Biographie

Hylla, Erich

Herkunft: Schlesien (Ober- u. Niederschlesien)
Beruf: Pädagoge
* 9. Mai 1887 in Breslau
† 5. November 1976 in Frankfurt/Main

„Pädagogische Tatsachenforschung“ hieß das Stichwort, das in der deutschen Erziehungswissenschaft aufkam, als diese den Schutt der tausend braunen Jahre mit wegzuräumen hatte. Es handelte sich dabei um einen Gegenschlag zur fast ausschließlich geisteswissenschaftlichen Methode der bisherigen deutschen Pädagogik, die sich wohl nicht als überholt, aber doch als einseitig erwiesen hatte. Einer der ersten, die den neuen Weg kräftig beschritten und andere dazu zu ermuntern suchten, war der Schlesier Erich Hylla. Der Breslauer Handwerkersohn Hylla begann nach dem Verlassen des Seminars als Dorfschullehrer in seiner Heimatprovinz, wurde Mittelschullehrer, Mittelschulrektor und Schulrat in Eberswalde. Während dieses beruflichen Aufstiegs fand er noch Zeit und Kraft zu Universitätsstudien – mit „kleiner Matrikel“, da der Seminarabschluß dem Abitur nicht gleichgeachtet wurde. Er studierte an der Friedrich-Wilhelms-Universität zu Breslau bei William Stern und an der gleichnamigen Berliner Universität bei Eduard Spranger Pädagogik und Psychologie. 1922 wurde er als Ministerialrat in die Volksschulabteilung des Preußischen Kultusministeriums berufen. In den folgenden Jahren begann er in Zusammenarbeit mit dem Zentralinstitut für Erziehung und Unterricht seine Test-Forschung zu entwickeln, die zur Begründung von Schulleistungs- und Begabtentests bestimmt war. 1928 erschien als Frucht einer Studienreise in die USA sein Buch „Die Schule der Demokratie“, das das deutsche Publikum mit dem amerikanischen Bildungswesen bekanntmachen sollte; dem gleichen Zweck diente seine Übersetzung des Werkes „Demokratie und Erziehung“ von John Dewey (1930). Im Jahre 1930 wurde Erich Hylla Professor der Psychologie und Pädagogik an der Pädagogischen Akademie in Halle a. S., 1931 Referent für Volksschulen und Lehrerbildung im Kultusministerium. Nach der Machtergreifung durch die Nationalsozialisten im Jahre 1933 erhielt Hylla, der Pädagogik und Demokratie nicht voneinander zu trennen vermochte, seine Entlassung. Freilich war es ihm vergönnt, zwischen 1935 und 1939 als Gastprofessor an der Columbia Universität in New York und an der Cornell Universität in Ithaka zu wirken.

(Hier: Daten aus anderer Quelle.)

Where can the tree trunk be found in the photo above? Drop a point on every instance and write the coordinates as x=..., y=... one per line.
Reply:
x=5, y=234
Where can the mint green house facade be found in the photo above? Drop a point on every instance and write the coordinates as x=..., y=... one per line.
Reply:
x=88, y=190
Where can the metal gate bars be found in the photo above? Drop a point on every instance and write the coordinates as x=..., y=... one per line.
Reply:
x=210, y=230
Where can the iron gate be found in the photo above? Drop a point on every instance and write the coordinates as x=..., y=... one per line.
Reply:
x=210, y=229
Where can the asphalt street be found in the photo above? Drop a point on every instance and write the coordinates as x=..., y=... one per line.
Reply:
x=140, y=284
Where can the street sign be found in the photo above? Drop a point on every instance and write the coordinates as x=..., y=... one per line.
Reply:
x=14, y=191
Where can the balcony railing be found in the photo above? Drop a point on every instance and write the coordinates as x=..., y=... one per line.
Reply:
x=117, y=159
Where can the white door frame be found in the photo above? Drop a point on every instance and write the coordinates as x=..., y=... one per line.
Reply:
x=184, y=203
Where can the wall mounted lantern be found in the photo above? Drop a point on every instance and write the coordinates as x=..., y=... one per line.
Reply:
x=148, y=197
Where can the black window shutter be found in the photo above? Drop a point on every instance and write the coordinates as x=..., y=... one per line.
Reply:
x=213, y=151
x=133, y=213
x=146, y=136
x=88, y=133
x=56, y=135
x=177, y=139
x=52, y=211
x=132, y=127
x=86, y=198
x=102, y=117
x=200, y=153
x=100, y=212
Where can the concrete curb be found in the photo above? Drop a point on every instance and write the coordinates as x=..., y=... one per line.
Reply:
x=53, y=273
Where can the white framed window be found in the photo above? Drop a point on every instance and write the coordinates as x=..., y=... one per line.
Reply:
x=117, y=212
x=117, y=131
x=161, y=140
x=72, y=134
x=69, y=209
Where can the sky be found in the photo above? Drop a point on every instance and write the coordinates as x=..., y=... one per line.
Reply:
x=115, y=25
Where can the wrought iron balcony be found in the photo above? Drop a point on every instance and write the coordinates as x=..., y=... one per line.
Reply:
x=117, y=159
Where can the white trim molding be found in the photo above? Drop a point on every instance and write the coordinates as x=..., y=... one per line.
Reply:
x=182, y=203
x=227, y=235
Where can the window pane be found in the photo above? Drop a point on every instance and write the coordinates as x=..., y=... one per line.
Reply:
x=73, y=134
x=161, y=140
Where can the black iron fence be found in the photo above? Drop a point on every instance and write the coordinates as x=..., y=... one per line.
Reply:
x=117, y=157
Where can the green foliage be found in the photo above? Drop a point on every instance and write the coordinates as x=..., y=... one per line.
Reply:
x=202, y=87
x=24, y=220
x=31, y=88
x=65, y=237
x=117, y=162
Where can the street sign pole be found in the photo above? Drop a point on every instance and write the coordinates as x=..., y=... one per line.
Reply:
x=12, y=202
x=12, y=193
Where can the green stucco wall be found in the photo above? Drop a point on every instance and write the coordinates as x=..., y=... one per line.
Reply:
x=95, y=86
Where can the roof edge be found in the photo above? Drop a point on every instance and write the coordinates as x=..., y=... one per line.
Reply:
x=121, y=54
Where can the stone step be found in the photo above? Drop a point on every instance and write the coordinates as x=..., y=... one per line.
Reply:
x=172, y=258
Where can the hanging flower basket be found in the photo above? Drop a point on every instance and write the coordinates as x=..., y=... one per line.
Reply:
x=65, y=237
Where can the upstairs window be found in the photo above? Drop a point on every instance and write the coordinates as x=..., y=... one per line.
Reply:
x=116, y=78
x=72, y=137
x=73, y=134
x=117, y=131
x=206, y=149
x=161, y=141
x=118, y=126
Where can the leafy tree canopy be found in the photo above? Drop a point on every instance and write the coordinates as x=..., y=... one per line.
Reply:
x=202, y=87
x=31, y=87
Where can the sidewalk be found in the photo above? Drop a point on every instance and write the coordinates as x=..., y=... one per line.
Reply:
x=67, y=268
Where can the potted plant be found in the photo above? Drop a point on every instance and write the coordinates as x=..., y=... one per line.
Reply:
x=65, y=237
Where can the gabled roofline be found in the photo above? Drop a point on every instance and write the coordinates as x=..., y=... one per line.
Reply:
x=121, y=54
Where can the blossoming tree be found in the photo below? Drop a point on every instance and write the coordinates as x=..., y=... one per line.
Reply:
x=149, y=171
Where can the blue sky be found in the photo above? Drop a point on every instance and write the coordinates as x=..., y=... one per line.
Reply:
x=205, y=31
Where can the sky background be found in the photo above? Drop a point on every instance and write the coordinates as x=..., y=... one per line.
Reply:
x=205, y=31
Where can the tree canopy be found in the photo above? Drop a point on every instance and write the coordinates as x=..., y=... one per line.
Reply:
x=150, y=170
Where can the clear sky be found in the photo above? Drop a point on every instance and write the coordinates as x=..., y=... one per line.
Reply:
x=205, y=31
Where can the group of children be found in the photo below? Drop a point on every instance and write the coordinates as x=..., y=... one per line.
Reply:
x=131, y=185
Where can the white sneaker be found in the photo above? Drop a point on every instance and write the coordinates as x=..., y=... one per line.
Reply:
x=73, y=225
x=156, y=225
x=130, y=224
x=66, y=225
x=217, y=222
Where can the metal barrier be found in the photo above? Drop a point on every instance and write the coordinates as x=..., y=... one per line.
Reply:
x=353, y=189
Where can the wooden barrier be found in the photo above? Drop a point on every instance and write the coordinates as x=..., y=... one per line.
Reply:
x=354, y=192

Nach dem Kriege, an dessen Ende der Mittfünfziger noch hatte Soldat werden müssen und in Gefangenschaft geraten war, fand sich Hylla als Schulrat in Landsberg am Lech wieder. 1946 machte die amerikanische Militärregierung ihn, der ja in den USA kein Unbekannter war, zum deutschen Fachberater für Erziehungsfragen in Berlin. 1950 wurde er Direktor der von ihm mitbegründeten Hochschule für Internationale Pädagogische Forschung in Frankfurt a.M., an der er eine Professur für pädagogische Psychologie übernahm. An der akademischen Stätte, die seit 1964 den Namen „Deutsches Institut für Internationale Pädagogische Forschung“ trägt, hat Hylla sein Lebenswerk vollenden können. Es stand im Dienste einer empirisch pädagogisch-psychologischen Forschung, die ein Gegengewicht zum hergebrachten idealistischen Bildungsbegriff entwickeln sollte. Hylla, der der jungen Hochschule zu einer nicht selbstverständlichen Anerkennung unter den wissenschaftlichen Institutionen verhalf, trat 1955 aus Altersgründen von seinen Ämtern zurück. Dank langanhaltender geistiger und körperlicher Frische hat er viele Jahre als wissenschaftlicher Mitarbeiter an der alten Stätte weiterwirken können.

Lit.: „Erich Hylla zum 80. Geburtstag“ ( = Sonderheft der Mitteilungen und Nachrichten des Deutschen Instituts für Internationale Pädagogische Forschung), Frankfurt a. M. 1967; E. Stein: Nachruf auf Erich Hylla, in: Mitteilungen und Nachrichten des Deutschen Instituts für Internationale Pädagogische Forschung Nr. 85 (Mai 1977).